Collected specimens of the neomeniomorph Helluoherpia aegiri (Aplacophora, Mollusca) from Bergen, Norway. (Credit: Copyright Maik Scherholz)

However, new studies on the development of a typical aplacophoran (Wirenia argentea, a species that was collected in 200 m depth off the coast of Bergen, Norway) tell a different story. Although their adult, worm-like body appears rather simple (hence the traditional assumption that they may constitute a basal molluscan group), their small, 0.1 to 0.3mm long larvae undergo a stage in which they show an extremely complex muscular architecture which is largely lost and remodeled during metamorphosis to become the simple muscular arrangement of the adult animal. The entire secret these animals hold only unravels if one takes a detailed look at the morphology of these tiny animals. In doing so, Andreas Wanninger, Head of the Department of Integrative Zoology of the University of Vienna, and colleagues found that the musculature of Wirenia larvae in detail resembles that of a quite different-looking mollusk, the so-called polyplacophorans or chitons (flat animals in the cm-range that bear 8 shell plates on their back). In contrast to the former, however, chitons do retain much of the larval muscles as adults.

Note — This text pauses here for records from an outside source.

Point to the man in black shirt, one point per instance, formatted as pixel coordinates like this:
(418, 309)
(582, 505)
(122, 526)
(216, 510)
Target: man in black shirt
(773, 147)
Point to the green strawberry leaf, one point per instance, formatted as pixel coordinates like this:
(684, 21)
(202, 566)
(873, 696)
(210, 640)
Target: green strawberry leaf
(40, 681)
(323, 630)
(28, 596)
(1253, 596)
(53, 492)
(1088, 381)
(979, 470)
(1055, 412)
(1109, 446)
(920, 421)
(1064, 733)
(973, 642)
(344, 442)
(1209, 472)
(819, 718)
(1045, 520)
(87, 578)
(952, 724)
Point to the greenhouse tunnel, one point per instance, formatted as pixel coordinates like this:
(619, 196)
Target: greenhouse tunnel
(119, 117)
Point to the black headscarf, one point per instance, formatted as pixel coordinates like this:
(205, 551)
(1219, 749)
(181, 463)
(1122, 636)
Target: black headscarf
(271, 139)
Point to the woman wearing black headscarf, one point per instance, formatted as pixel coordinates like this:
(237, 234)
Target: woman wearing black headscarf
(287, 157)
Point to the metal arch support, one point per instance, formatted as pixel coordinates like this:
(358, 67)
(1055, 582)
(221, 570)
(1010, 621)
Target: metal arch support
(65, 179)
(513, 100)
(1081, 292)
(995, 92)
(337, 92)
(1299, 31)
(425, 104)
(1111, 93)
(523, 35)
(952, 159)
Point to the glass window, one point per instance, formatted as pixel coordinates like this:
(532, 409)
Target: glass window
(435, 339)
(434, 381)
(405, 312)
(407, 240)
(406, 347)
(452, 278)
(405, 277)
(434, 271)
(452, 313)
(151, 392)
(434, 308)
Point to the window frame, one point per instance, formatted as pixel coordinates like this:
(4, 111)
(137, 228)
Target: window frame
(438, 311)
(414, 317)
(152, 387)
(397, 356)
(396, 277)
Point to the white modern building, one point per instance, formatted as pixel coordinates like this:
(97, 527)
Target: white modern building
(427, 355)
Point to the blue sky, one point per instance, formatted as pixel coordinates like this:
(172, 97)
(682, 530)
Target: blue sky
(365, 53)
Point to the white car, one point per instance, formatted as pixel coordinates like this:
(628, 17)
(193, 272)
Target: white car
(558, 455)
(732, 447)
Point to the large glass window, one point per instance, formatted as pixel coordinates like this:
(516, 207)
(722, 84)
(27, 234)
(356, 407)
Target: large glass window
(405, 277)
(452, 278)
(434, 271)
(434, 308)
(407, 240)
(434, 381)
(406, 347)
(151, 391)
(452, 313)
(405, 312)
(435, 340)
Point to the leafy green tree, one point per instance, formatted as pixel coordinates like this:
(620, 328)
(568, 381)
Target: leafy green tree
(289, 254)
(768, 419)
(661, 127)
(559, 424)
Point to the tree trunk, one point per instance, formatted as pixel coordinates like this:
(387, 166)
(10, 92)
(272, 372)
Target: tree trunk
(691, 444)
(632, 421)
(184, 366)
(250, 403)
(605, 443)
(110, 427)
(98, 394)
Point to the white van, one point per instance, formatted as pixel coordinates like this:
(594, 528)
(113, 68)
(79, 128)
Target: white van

While it has been suspected for a long time that aplacophorans and chitons are closely related, it has often been argued that the aplacophoran morphology is closer to the ancestral molluscan condition than the polyplacophoran one. The current data paint a different picture: the fact that the highly complex larval muscular bodyplan is so similar in both groups but is only carried over into the adult stage in one of them — the chitons — strongly suggests that the common ancestor of both groups was of similar complexity; thereby implying that the worm-like groups lost these complex traits and became secondarily simplified over evolutionary time.

Interestingly, findings from the fossil record support this new developmental evidence. A recently described species from the Silurian — Kulindroplax perissokosmos — obviously had a mix of aplacophoran and polyplacophoran characters: while being long, slender, cylindrical in diameter, and covered by spicules — closely reminding us of today’s aplacophorans — it had seven shells on its back. Although, at an age of 425 myr, too young to be considered the long-sought ancestor of polyplacophorans, aplacophorans and maybe even all mollusks (the origin of the phylum is known to date back to at least the Cambrian Explosion some 540 myr ago), this relative of the distant past demonstrates that evolution has widely played with the combination of the various morphological character sets in individual molluscan groups. Taking together the data currently available, a coherent scenario emerges that strongly suggests that today’s simple, wormy mollusks evolved from an ancestor that had a much more complex musculature (and probably overall internal anatomy) and was covered with protective shell plates.